Will it mention anything we don't already know?
*** edit: Yes, after going through the 1st 22 of the 32 sample pages, there are a few new things I haven't heard about. A must read for anyone who is into the Gosselin saga.
*** update: After reading a few reviews, it seems that the later pages are all about Jon and the tabloids.
The Secret World of Jon and Kate: The Stupidest Story in the History of the Universe and the People Who Covered It.
The crazy world of Jon and Kate Gosselin like you've never seen it before! Al Walentis reported on the story for Us Weekly and he delivers a pull-no-punches account of the madness of tabloid journalism, taking you behind the scenes to show what it was really like at ground zero when international paparazzi swarmed into Wernersville, Pennsylvania to cover the unlikeliest celebrity story in history.
Snippet from the Book. (You can read more of the sample on the site).
"A family source said that while she was pregnant with the sextuplets, Kate grew “obsessed” with how many goodies the famed McCaughey septuplets received in 1997."

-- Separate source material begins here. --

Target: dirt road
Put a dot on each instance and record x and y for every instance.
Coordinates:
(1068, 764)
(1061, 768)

A beaten man, Jon Gosselin tramped up the steps to his apartment. Jon called it his apartment, but it was nothing more than the upper level of the three-bay garage a few steps to the right of the family’s $1.35-million home in rural Lower Heidelberg Township, Pennsylvania. He had a kitchenette, one bedroom, a living room with a couch where he could crash. The barn, down a gravel path where the obstetrician who lived there before them stabled his horses, looked absolutely more spacious.
How Kate loved thinking that Jon lived in exile, a hermit, inside what she viewed as the servants’ quarters, and how Jon hated how she gloated. She plied him with a $5-a-day allowance, even when the television money poured like golden rain, his leash so tight he gagged for five years. The family had only moved to the 23-acre manor, built in 1998, last November, but already the marriage had shattered. Still, it was better to crash miserably in the servants' quarters, Jon thought, than to wage war in front of the kids.

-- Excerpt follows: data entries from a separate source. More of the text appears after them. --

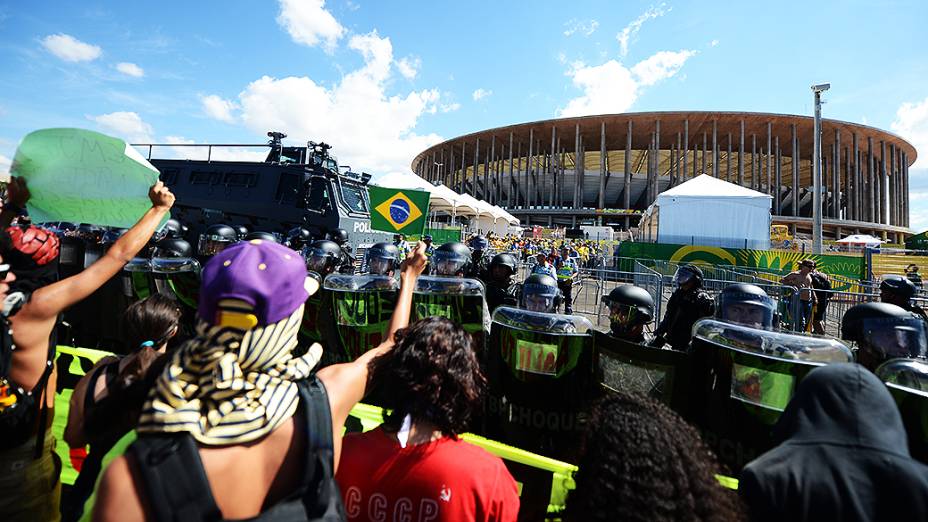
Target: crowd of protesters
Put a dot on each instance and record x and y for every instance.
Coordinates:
(238, 422)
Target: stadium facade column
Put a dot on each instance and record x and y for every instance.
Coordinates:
(686, 145)
(628, 172)
(741, 156)
(601, 200)
(795, 164)
(728, 160)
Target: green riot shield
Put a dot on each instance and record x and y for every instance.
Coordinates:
(743, 378)
(540, 373)
(907, 380)
(630, 367)
(460, 300)
(362, 306)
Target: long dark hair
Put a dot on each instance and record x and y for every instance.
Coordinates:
(432, 374)
(641, 461)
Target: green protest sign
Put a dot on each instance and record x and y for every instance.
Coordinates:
(81, 176)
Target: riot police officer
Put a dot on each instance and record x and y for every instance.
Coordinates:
(500, 289)
(323, 257)
(688, 303)
(215, 239)
(747, 305)
(884, 331)
(899, 291)
(451, 260)
(479, 262)
(382, 259)
(631, 308)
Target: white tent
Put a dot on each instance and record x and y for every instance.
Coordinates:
(712, 212)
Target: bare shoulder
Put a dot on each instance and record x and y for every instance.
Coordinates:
(117, 498)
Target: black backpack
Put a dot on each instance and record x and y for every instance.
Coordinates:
(177, 489)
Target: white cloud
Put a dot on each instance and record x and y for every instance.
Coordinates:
(218, 108)
(660, 66)
(578, 26)
(70, 49)
(126, 125)
(370, 129)
(308, 23)
(130, 69)
(481, 93)
(612, 87)
(409, 67)
(632, 29)
(912, 124)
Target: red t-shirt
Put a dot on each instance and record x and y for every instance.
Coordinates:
(444, 480)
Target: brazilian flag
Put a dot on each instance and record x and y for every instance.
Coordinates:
(398, 211)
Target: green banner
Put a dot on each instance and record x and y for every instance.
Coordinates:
(81, 176)
(398, 211)
(778, 261)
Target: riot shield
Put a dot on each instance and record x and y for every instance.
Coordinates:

Jon’s buddies said they missed the old Jon, the spry, chipper, always-smiling Jon, the friend who vanished once Kate sunk her fangs into him and chewed off his manhood. Now he was a national joke, an emasculated, kowtowed dupe, mocked by Kate for even daring to breathe — breathe! — during one episode on TLC. Sure, that was part of the shtick that made him a reality star, but reality bites, and Jon was sick of it. He was playing Richard Burton’s George — no, a weaker, spineless George — to Liz Taylor’s Martha from “Who’s Afraid of Virginia Woolf?” But at least George had the stones to uncage his shotgun and terrify the hideous shrew after the humiliation melted his soul.